13 “Behold, I am against you, O inhabitant of the valley, And rock of the plain,” says the Lord, “Who say, ‘Who shall come down against us? Or who shall enter our dwellings?’
14 But I will punish you according to the fruit of your doings,” says the Lord; “I will kindle a fire in its forest, And it shall devour all things around it.” ‘ ”
Why exhort the “house of David,” seeing that they were about to be taken captive and exiled to Babylon?
It’s a promise that God would restore them to their land, to their city, to their Temple – and to Himself. When He did, they should return to walking in ways befitting kings and the citizens of their great God and Savior and thereby avoid future discipline.
It also served as a warning that should they fail He would again, and again, and again, bring discipline upon them.

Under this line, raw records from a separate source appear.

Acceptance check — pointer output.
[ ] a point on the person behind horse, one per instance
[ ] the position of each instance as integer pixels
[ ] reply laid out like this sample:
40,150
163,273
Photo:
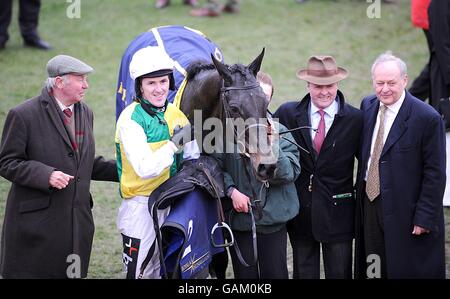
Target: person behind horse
325,185
150,134
214,8
279,204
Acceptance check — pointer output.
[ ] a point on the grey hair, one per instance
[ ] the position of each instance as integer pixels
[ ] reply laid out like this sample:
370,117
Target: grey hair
388,56
51,81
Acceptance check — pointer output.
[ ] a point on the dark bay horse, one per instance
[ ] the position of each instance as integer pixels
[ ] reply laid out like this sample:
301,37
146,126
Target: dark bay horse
228,93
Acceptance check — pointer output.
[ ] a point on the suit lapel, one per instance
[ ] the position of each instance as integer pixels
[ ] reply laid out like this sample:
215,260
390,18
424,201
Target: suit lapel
302,116
51,109
399,126
370,118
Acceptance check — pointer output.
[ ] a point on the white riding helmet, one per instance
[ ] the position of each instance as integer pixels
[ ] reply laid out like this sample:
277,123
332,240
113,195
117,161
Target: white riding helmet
149,60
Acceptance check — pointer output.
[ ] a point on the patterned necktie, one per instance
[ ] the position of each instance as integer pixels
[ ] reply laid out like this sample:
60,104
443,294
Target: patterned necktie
373,176
320,134
68,112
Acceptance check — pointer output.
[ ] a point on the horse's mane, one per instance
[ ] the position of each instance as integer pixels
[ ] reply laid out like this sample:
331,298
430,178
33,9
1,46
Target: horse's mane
198,66
202,65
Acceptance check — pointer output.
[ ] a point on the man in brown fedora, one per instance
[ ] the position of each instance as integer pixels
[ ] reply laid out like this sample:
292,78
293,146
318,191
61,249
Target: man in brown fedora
328,132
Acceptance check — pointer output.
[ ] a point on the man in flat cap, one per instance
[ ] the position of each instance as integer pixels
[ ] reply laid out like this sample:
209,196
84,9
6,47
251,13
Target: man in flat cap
47,152
328,132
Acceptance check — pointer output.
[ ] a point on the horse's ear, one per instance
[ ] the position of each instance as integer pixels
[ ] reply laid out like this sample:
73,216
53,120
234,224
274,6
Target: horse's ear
222,69
255,66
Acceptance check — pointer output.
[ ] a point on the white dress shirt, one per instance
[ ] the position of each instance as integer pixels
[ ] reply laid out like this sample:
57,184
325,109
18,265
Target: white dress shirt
389,118
62,106
329,114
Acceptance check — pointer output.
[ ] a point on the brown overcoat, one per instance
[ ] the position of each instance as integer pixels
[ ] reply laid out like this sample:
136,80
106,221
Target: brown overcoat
44,226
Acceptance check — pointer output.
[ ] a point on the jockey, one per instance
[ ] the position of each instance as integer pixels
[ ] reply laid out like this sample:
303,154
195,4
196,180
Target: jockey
152,135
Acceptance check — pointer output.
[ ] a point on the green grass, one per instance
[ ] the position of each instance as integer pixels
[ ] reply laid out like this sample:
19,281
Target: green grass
290,33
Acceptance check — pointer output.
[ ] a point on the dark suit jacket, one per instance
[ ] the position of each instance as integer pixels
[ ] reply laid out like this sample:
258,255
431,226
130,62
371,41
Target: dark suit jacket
412,183
43,225
326,218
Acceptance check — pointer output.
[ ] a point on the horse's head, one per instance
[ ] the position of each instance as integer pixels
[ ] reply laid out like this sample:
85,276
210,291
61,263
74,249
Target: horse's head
245,106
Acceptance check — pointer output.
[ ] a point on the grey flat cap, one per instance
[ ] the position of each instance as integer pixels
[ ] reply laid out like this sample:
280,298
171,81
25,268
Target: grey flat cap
65,64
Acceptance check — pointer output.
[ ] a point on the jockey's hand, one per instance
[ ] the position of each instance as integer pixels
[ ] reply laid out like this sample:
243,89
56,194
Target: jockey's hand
240,201
182,135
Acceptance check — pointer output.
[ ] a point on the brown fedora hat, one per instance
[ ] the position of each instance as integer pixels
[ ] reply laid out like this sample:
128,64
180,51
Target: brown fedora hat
322,70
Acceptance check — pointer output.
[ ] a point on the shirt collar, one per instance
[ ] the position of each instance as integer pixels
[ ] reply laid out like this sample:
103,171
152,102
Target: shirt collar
330,110
396,106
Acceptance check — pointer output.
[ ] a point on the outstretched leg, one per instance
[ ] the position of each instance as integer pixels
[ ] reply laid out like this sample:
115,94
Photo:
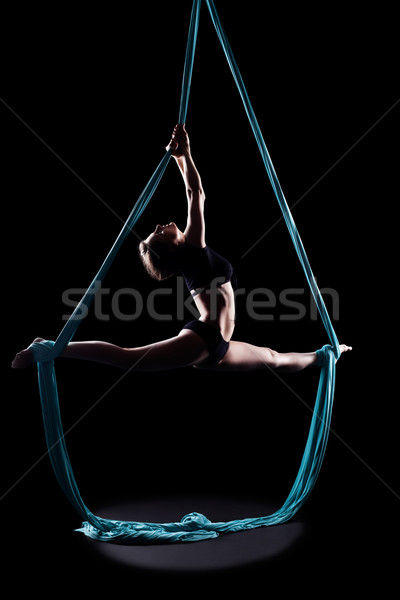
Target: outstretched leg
246,357
183,350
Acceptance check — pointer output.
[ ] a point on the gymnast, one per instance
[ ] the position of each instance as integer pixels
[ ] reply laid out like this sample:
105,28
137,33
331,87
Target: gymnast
204,343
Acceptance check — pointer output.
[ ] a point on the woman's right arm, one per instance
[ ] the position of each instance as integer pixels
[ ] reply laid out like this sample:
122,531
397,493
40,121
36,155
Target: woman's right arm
195,226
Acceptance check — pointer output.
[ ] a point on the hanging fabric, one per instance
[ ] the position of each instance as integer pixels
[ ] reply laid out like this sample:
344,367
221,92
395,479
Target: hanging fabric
194,526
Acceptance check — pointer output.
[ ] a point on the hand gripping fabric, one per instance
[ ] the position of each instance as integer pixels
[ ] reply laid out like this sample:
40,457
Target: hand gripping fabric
194,526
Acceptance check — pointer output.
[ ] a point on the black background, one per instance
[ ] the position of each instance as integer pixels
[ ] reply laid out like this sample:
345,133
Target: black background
101,88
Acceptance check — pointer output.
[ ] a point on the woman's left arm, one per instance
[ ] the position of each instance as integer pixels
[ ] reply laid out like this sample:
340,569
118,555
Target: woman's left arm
195,226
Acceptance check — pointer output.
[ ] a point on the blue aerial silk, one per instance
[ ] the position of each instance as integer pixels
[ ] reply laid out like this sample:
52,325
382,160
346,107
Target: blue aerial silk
193,526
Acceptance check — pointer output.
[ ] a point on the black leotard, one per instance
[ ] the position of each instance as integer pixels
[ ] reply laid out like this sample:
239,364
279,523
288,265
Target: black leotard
203,268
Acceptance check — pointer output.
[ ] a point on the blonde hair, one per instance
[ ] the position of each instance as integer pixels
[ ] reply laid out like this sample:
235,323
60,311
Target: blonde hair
160,259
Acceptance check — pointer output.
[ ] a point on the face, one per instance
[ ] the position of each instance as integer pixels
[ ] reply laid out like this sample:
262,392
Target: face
168,233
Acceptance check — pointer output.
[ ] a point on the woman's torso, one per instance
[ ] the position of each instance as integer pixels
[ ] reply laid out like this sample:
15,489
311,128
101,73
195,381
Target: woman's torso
209,277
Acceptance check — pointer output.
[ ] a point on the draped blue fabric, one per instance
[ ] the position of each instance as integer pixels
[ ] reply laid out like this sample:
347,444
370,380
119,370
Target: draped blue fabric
194,526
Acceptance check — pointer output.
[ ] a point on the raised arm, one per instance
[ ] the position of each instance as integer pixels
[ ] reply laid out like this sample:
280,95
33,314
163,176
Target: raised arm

Rather than wonder if God is disciplining you, just repent of any known sin or sins. If you know that He is disciplining you, surrender yourself to Him and watch Him restore you.
Meantime remember that you will be blocked, beset, and besieged as you walk with the Lord and seek to serve Him. It goes with the territory of discipleship.
Writing about endurance Charles Spurgeon said,
[endurance] SHOULD BE THE GREAT CARE OF EVERY CHRISTIAN – his daily and his nightly care. O beloved! I conjure you by the love of God, and by the love of your own souls, be faithful unto death. Have you difficulties? You must conquer them… But ye cannot persevere except by much watchfulness in the closet, much carefulness over every action, much dependance upon the strong hand of the Holy Spirit who alone can make you stand. Walk and live as in the sight of God, knowing where your great strength lieth, and depend upon it you shall yet sing that sweet doxology in Jude, “Now unto him that is able to keep you from falling, and to present you faultless before the presence of his glory with exceeding joy, to the only wise God our Savior, be glory and majesty, dominion and power, both now and ever…
Endure to the end. You can endure because you know the end and you have all the help you need to get there in the Person of Jesus Christ, in the indwelling Holy Spirit, and by the inspired Word of God.